百に及ぶミサ曲や四百を数えるモテットと並び、わずかではあるが世俗の作品も作曲されている。当時全盛の世俗の音楽、マドリガーレにも幾多の名曲を残している彼だが、後に、恋愛詩に作曲したマドリガーレを恥じ、悔やんでいると告白している。しかし、その告白は本意ではなく、彼と家族が安心してローマで生活していく上での方便だと、後世の研究者は指摘した。

そんな方便を必要とするパレストリーナのローマは、十七世紀を迎えても、祈祷所における音楽劇はともかくとして、オペラはほとんど根付くことはなかった。1594年、パレストリーナが亡くなると、その後の二十年、教皇たちの音楽に対する関心は急激に薄れてしまう。

1610年「聖母マリアの挽課」を教皇パウロ五世に献呈すべくモンティヴェルディがローマにやってくる話は有名だが、彼は一切のポストも支持も得ることもなく、ローマを引き上げヴェネチアに向かった。結果、モンティヴェルディは初期オペラには欠かせぬ作曲家としてヴェネツィアで活躍するのだが。


(ア・カペラ)

故郷の音楽家と同名のパレストリーナの町の司教がローマ教皇に選出されたことから、若くしてシスティーナ礼拝堂の聖歌隊員に抜擢されたパレストリーナだが、教皇亡き後は当然解雇され不遇の身となる。しかし、四十代後半、彼は実力でカッペラ・ジュリアの楽長の座を勝ち取り、教皇庁に復帰する。

パレストリーナの活躍によって、ジュリアやシスティーナの礼拝堂がローマ音楽の中心となっていく頃、ア・カペラが育つ。ア・カペラとは「楽器などの演奏が無く、無伴奏」という意味で使われる音楽用語、本来は「礼拝堂風に」と訳される。


 (fig45)

ア・カペラのカペラは礼拝堂、システィーナ礼拝堂を意味しているのだ。この礼拝堂で演奏される曲は全て無伴奏で演奏されるのが習慣だった、記録によればオルガン伴奏さえなかった。仮に外では楽器伴奏付きの曲であったとしても、ここでは一切の楽器伴奏は許されない。従って、ア・カペラは礼拝堂風に、つまり楽器伴奏なしの歌曲ということになった。

この礼拝堂の秘曲と言われるミゼレーレを、十四歳のモーツアルトが聴いた逸話は有名。
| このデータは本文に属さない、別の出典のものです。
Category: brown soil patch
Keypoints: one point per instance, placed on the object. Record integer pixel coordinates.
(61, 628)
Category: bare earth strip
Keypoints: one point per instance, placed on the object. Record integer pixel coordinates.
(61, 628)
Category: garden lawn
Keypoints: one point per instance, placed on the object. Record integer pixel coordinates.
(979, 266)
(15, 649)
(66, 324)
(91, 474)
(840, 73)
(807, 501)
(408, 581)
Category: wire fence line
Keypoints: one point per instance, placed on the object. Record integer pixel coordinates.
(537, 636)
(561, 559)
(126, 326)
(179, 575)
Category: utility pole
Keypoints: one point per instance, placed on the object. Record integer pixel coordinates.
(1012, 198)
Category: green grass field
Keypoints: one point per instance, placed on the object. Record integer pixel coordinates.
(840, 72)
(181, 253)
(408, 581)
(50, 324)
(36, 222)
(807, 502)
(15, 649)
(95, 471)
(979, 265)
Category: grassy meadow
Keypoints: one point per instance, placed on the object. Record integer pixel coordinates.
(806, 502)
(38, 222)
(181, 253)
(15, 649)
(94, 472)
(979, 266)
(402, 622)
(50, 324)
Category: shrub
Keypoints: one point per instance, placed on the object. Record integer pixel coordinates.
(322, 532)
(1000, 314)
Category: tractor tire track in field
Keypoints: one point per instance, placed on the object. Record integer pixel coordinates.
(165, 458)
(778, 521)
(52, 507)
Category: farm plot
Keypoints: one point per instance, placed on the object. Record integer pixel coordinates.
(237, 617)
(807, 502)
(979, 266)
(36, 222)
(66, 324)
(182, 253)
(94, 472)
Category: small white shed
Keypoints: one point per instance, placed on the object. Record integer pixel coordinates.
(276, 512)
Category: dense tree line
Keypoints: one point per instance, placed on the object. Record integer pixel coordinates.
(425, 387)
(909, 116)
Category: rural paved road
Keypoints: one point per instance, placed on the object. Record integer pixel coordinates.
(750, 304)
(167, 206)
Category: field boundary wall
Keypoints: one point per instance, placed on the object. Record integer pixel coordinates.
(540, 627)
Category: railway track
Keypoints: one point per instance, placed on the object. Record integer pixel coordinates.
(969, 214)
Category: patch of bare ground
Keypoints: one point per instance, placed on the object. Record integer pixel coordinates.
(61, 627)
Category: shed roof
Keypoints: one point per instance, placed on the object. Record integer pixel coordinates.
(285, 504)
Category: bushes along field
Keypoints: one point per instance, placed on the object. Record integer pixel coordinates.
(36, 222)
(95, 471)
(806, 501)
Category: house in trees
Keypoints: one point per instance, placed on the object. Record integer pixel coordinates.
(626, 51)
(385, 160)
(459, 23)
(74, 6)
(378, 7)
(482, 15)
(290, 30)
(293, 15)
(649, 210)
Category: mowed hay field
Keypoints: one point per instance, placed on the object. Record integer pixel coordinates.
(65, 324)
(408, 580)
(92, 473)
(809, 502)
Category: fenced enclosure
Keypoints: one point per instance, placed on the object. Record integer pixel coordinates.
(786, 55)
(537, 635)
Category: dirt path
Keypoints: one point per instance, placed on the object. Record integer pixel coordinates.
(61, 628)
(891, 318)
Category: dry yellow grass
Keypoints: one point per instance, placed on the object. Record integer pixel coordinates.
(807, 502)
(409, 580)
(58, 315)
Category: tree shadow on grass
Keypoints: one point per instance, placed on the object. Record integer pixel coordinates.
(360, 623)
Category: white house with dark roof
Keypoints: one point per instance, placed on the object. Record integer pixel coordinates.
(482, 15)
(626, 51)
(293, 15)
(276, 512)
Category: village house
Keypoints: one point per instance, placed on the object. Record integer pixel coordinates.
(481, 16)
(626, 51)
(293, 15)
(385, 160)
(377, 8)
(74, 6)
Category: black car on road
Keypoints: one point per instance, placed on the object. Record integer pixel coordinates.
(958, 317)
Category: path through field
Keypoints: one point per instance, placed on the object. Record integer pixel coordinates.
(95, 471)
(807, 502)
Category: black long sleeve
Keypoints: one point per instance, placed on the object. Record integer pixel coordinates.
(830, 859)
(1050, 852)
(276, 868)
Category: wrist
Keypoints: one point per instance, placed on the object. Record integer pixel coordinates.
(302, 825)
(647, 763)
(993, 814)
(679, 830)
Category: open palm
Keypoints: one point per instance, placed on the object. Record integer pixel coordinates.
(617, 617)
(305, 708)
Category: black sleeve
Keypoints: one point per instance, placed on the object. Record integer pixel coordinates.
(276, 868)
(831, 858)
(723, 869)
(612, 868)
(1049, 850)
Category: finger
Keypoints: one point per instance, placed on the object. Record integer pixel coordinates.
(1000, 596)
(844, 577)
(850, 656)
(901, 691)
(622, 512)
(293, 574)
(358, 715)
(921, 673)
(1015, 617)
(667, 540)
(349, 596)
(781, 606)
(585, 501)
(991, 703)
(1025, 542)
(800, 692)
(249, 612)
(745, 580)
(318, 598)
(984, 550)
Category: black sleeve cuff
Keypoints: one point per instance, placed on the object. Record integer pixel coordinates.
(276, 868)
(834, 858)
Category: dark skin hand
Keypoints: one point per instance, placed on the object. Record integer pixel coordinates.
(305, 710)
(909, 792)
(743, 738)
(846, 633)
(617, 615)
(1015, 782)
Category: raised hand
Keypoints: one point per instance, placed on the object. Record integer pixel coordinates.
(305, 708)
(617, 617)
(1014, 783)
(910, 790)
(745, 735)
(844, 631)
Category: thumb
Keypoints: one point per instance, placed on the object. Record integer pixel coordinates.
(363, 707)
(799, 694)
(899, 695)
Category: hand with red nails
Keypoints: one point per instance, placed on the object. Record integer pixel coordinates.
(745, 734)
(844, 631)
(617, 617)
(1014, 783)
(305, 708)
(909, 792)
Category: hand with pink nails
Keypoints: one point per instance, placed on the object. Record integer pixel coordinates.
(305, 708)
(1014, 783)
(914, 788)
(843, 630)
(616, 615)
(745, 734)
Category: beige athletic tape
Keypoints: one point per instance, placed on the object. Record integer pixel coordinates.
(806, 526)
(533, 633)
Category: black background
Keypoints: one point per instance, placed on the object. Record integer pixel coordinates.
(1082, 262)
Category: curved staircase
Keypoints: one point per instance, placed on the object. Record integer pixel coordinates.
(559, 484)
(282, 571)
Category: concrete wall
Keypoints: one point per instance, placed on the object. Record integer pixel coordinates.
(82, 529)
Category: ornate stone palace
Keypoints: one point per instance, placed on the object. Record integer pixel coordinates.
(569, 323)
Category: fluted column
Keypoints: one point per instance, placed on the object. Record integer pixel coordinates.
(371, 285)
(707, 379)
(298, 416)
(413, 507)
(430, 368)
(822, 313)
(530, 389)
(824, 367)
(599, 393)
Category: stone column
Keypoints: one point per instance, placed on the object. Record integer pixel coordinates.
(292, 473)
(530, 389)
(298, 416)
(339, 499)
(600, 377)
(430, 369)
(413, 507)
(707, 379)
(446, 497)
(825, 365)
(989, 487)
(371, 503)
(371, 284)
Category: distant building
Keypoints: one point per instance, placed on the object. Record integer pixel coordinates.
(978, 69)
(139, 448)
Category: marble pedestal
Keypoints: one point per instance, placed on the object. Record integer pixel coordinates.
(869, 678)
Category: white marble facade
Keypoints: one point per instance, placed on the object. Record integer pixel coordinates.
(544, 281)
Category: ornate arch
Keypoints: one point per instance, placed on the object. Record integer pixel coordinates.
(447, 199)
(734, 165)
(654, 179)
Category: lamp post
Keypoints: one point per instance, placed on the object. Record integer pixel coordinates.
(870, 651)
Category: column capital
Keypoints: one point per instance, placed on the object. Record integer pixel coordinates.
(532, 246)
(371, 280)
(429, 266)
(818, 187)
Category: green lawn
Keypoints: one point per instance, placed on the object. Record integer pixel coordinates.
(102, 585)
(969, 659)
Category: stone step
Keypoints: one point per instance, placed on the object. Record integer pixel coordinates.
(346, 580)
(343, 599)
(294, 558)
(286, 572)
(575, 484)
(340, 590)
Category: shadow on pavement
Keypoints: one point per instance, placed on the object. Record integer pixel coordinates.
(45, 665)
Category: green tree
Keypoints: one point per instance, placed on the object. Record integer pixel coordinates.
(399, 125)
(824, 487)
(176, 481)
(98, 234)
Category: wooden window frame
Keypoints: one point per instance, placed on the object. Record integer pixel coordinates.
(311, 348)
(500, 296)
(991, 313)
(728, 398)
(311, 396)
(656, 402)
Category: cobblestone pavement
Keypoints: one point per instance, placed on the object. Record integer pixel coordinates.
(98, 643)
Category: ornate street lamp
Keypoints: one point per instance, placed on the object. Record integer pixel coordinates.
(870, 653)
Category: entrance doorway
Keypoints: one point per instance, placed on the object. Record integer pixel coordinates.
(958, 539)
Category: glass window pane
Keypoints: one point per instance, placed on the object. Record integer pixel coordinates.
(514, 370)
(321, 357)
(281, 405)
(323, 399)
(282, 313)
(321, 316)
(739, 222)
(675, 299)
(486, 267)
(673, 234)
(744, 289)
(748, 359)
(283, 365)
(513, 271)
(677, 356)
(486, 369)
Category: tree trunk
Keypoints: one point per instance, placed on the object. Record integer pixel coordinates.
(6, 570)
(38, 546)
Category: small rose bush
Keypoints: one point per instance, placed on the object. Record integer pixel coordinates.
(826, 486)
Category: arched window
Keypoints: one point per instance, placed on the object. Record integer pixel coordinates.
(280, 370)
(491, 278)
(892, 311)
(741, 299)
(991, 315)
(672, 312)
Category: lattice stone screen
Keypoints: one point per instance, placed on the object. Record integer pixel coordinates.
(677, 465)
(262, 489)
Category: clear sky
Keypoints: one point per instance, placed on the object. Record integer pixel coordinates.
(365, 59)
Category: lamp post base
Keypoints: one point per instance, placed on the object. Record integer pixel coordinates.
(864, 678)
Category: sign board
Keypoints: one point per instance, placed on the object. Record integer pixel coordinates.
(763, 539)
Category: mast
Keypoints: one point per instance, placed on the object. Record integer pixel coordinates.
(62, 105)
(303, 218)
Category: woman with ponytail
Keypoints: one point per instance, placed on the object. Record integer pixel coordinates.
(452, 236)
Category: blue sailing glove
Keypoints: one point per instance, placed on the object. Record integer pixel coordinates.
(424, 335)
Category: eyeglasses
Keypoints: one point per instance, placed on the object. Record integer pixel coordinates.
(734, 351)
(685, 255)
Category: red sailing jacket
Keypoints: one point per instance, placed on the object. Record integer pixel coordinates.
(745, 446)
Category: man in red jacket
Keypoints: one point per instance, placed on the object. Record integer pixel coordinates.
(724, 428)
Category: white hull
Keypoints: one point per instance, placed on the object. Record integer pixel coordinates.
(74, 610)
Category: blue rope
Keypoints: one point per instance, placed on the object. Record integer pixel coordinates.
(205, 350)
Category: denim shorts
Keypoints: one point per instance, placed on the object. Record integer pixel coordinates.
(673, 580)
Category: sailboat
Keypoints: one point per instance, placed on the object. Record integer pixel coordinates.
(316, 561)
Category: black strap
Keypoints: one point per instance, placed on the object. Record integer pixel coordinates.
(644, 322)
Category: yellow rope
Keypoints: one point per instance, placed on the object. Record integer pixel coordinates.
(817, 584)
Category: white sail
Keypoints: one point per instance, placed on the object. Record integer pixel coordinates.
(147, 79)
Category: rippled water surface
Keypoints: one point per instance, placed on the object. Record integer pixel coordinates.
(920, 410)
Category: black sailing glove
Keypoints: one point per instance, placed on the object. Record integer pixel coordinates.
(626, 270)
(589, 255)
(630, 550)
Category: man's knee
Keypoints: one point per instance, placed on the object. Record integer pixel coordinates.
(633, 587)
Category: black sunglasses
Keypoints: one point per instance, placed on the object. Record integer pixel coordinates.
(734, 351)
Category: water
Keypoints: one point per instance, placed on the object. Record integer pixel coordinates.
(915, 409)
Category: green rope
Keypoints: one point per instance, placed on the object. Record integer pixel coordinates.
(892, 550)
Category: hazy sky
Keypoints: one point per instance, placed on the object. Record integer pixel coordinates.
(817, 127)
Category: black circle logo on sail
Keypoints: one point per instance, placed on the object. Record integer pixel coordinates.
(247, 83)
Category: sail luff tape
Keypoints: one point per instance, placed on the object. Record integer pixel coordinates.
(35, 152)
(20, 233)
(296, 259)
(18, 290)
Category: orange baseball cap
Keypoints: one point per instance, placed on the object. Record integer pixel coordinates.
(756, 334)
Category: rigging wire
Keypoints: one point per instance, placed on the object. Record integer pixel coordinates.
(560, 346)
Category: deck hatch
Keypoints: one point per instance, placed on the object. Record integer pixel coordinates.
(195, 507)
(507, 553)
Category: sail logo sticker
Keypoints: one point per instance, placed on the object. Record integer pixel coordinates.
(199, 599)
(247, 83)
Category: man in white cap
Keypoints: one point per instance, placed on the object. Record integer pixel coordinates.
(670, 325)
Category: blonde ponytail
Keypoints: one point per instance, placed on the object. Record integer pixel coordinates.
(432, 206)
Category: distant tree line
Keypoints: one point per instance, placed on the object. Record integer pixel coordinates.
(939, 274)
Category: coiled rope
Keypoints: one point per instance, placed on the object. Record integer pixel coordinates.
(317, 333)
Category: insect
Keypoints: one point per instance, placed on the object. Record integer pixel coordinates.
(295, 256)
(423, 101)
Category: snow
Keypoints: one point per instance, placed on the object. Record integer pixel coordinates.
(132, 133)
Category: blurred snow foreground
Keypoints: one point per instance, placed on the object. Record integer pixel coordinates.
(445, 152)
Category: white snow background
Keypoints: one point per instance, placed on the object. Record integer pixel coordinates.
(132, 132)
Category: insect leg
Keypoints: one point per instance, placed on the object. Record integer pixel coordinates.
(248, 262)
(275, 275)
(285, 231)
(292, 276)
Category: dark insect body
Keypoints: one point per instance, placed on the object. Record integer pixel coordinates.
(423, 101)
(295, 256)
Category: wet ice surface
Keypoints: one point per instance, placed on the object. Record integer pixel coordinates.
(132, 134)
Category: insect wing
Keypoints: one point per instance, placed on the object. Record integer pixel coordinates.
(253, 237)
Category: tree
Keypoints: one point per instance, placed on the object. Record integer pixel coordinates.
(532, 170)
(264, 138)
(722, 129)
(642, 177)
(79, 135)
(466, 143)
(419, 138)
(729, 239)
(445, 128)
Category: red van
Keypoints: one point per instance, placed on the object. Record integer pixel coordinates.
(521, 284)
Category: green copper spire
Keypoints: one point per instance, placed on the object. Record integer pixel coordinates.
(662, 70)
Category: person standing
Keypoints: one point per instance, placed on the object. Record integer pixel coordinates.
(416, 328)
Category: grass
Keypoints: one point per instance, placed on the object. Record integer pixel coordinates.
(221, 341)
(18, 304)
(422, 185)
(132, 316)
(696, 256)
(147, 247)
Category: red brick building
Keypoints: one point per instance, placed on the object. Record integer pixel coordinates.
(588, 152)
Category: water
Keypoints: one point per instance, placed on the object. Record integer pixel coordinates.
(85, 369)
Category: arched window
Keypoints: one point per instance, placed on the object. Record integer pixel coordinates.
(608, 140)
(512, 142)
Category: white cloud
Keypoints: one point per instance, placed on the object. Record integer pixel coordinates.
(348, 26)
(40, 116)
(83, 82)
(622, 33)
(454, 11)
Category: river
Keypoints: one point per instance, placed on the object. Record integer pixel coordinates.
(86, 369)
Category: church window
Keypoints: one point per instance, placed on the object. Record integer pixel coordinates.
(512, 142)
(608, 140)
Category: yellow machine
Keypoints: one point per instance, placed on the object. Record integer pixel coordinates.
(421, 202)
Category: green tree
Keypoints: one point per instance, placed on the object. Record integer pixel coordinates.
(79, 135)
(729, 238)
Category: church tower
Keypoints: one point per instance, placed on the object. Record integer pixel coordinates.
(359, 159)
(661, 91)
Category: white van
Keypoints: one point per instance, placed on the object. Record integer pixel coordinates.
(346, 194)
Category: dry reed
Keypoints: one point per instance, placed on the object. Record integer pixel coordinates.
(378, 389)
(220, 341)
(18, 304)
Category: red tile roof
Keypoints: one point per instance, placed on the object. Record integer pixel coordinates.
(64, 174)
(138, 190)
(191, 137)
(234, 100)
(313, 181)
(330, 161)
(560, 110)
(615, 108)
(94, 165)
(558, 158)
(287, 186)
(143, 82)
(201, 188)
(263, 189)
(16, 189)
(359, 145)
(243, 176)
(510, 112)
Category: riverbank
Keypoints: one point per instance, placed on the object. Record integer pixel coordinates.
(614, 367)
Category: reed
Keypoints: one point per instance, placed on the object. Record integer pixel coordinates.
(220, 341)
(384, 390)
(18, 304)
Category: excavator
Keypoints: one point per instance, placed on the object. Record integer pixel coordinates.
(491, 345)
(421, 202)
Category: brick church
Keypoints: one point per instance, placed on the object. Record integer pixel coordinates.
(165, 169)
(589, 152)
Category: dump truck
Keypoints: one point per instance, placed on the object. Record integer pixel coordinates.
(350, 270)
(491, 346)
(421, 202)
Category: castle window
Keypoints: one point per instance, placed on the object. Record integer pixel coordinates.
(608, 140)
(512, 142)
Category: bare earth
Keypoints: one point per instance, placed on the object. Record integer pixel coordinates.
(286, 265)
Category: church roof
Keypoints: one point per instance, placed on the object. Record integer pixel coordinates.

ミゼレーレは十七世紀の作曲家グレゴリオ・アレグリの作曲。モーツアルトはこの曲を一度聴いただけで宿に帰り、全てを間違いなく楽譜に書き移したという神童逸話がある。

パレストリーナが活躍し、モーツアルトが秘曲を聴いたシスティーナ礼拝堂。しかし、現在ではバチカン美術館の中心と位置つけられ、音楽の為の空間というよりミケランジェロの美術館として有名となっている。毎日、ミケランジェロを一目見ようと、沢山の人々が押し寄せる現在の礼拝堂だが、ここは様々な音楽と音楽家が活躍し、対抗宗教改革の中心となった場所、カトリック・ローマの浮沈を担う場所でもあったことを忘れてはいけない。


(カストラート)

カストラートの誕生も実はこの頃のこと。カストラートとは声変わりを迎える少年時代に去勢し、青年になっても子ども時代の高音で歌える男性ソプラノ歌手のこと。

礼拝堂の中では、徐々にではあるが、より強く、より幅広い音域を持つ彼らの歌声が重要な役割を占めていく。カストラートは男性であるが故にその歌声は圧倒的に力強い、そして高音。様々な音量と音域の歌手の歌声が合唱され、音楽はますますその表現領域を広めていく時代だ。

無伴奏の歌曲と女性に頼ることのない高音の歌手の誕生は、やがて始まるオペラの時代の中心的役割を担うもの。後々はカッペラで生まれたカストラートが世俗のオペラの大スターとなって行く。


(オラトリオの音楽とコレッジョ)

システィーナ礼拝堂の音楽はオラトリオ会やイエズス会の音楽とも巧みに連携していく。オラトリオとは対抗宗教改革の機運の中、より多くの人々、一般の人々が、ラテン語ではなく日常語で、気楽に神に接することが可能な場、祈祷所を意味している。

そこでの音楽は宗教的ラウダが中心。ラウダとは中世以来、イタリアの俗語によって歌われた民衆の中の宗教歌謡。一般家庭での祈りの際、あるいは巡礼、行列の際に歌われた民衆的な音楽を言う。

民衆が中心となった祈祷所(オラトリオ)に多くの人々を集めたオラトリオ会やイエズス会は十七世紀に入ると、このラウダと礼拝堂の音楽、そしてフィレンツェのモノディを組み入れて、教会の中のオペラとも言えるオラトリオを生みだした。

さらにまた、この二つの会は音楽の教育機関となるコレッジョを運営し、やがて多くのオペラ歌手を誕生させて行く、つまり、近代の音楽の多くをこの時代の礼拝堂と祈祷所が担っていたと考えて良いのではないだろうか。